Niet alle katten brullen (wat waarschijnlijk een goede zaak is voor degenen onder ons die huiskatten bezitten), maar degenen die dat wel doen fascineren ons met hun mysterieuze en beangstigende geluiden. Onderzoek dat deze week is gepubliceerd in PLoS ONE geeft ons een nieuw inzicht in de innerlijke werking van het gebrul van leeuwen en tijgers – het geheim zit in de stemplooien van de katten.

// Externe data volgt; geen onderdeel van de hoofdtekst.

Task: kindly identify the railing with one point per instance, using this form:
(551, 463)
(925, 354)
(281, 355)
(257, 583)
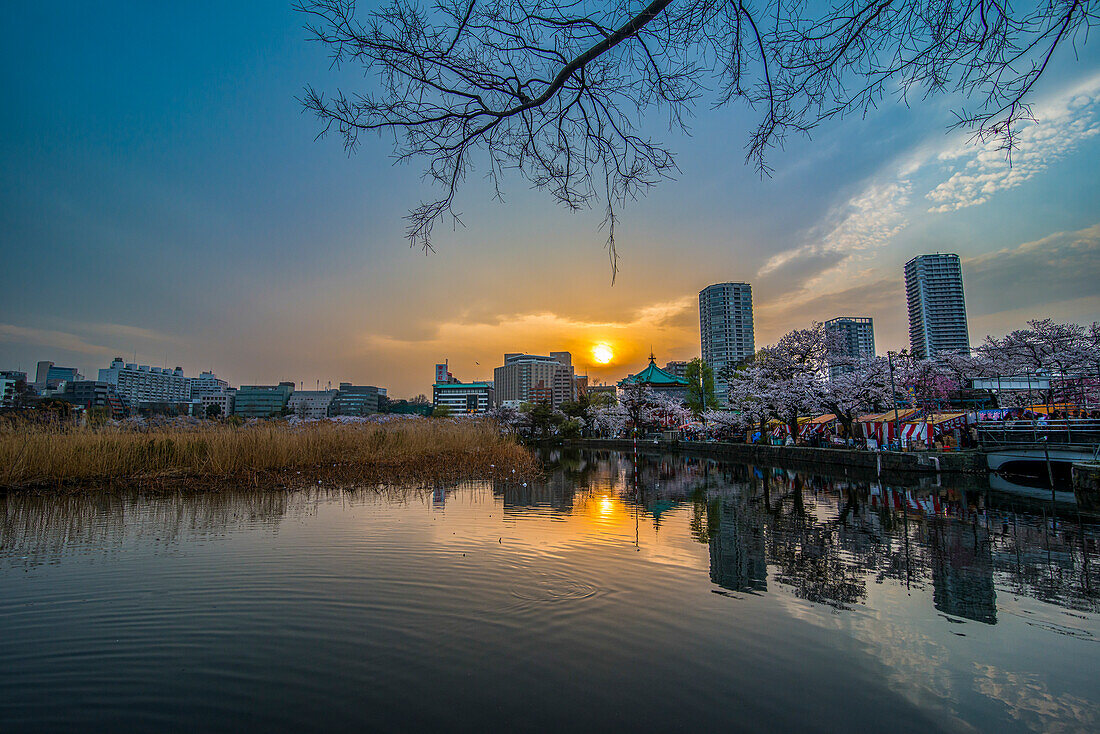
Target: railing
(1064, 433)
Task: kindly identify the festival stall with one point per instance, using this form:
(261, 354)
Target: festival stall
(916, 431)
(880, 427)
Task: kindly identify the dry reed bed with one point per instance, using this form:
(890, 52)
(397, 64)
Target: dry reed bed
(416, 450)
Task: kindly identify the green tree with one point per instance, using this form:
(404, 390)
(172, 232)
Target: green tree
(701, 394)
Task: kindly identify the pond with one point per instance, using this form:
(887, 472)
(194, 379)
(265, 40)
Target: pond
(658, 593)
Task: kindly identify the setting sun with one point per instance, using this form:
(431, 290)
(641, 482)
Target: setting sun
(602, 353)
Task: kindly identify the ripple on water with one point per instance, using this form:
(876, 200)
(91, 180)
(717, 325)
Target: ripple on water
(552, 588)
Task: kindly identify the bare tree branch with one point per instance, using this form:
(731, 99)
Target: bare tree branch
(553, 89)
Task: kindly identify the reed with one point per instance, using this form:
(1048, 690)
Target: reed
(420, 450)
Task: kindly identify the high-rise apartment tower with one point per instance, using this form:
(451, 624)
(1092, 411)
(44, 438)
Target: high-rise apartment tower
(725, 328)
(936, 307)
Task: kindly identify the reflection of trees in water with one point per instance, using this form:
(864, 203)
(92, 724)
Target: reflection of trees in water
(963, 570)
(736, 538)
(826, 537)
(809, 554)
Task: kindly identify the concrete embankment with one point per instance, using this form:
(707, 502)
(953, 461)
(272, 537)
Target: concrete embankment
(866, 461)
(1087, 484)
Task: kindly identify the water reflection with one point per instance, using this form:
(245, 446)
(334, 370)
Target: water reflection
(826, 538)
(933, 607)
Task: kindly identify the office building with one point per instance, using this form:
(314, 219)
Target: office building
(535, 379)
(262, 401)
(936, 307)
(88, 394)
(311, 403)
(463, 396)
(140, 383)
(9, 386)
(207, 382)
(358, 400)
(50, 376)
(725, 329)
(850, 342)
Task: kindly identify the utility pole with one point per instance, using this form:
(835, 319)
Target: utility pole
(893, 394)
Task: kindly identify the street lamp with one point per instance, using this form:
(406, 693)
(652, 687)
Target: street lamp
(893, 395)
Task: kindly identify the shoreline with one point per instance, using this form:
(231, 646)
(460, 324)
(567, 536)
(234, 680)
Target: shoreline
(275, 455)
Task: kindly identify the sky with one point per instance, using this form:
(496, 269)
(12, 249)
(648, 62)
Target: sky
(163, 197)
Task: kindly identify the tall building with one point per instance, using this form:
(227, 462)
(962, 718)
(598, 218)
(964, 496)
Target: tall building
(48, 375)
(262, 401)
(140, 383)
(463, 396)
(936, 307)
(535, 379)
(725, 329)
(850, 341)
(9, 386)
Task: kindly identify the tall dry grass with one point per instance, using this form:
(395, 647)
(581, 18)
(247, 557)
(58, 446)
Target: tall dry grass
(404, 450)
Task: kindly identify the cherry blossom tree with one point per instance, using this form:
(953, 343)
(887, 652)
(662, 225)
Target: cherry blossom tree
(865, 390)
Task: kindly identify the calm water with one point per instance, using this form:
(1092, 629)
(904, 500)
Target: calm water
(712, 598)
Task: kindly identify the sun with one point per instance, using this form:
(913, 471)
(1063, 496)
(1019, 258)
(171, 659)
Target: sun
(602, 353)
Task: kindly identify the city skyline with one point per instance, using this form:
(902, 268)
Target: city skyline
(165, 200)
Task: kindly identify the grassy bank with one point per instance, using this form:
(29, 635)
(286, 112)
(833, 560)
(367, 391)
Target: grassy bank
(415, 450)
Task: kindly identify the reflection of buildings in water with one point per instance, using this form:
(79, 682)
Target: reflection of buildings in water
(738, 559)
(828, 536)
(556, 493)
(963, 571)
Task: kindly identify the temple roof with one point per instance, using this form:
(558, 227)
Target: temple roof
(653, 375)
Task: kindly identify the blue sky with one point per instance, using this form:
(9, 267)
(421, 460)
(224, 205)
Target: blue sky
(163, 194)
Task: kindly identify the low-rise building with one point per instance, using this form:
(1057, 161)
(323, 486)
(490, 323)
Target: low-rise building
(536, 379)
(678, 368)
(141, 383)
(463, 397)
(356, 400)
(207, 382)
(223, 397)
(658, 380)
(262, 401)
(311, 403)
(48, 375)
(88, 394)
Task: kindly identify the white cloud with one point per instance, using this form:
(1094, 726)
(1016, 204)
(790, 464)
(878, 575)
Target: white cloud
(980, 171)
(866, 221)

Een groep biologen en spraakwetenschappers bestudeerde hoe leeuwen en tijgers brullen door het onderzoeken en testen van weefsel van de strottenhoofdvliezen van drie leeuwen en drie tijgers uit de Henry Doorly Zoo in Omaha die waren geëuthanaseerd omdat ze oud en ziek waren. De onderzoekers waren vooral geïnteresseerd in de stemplooiweefsels, zachte bindweefsels gemaakt van collageen, elastine, een smeermiddel en vet.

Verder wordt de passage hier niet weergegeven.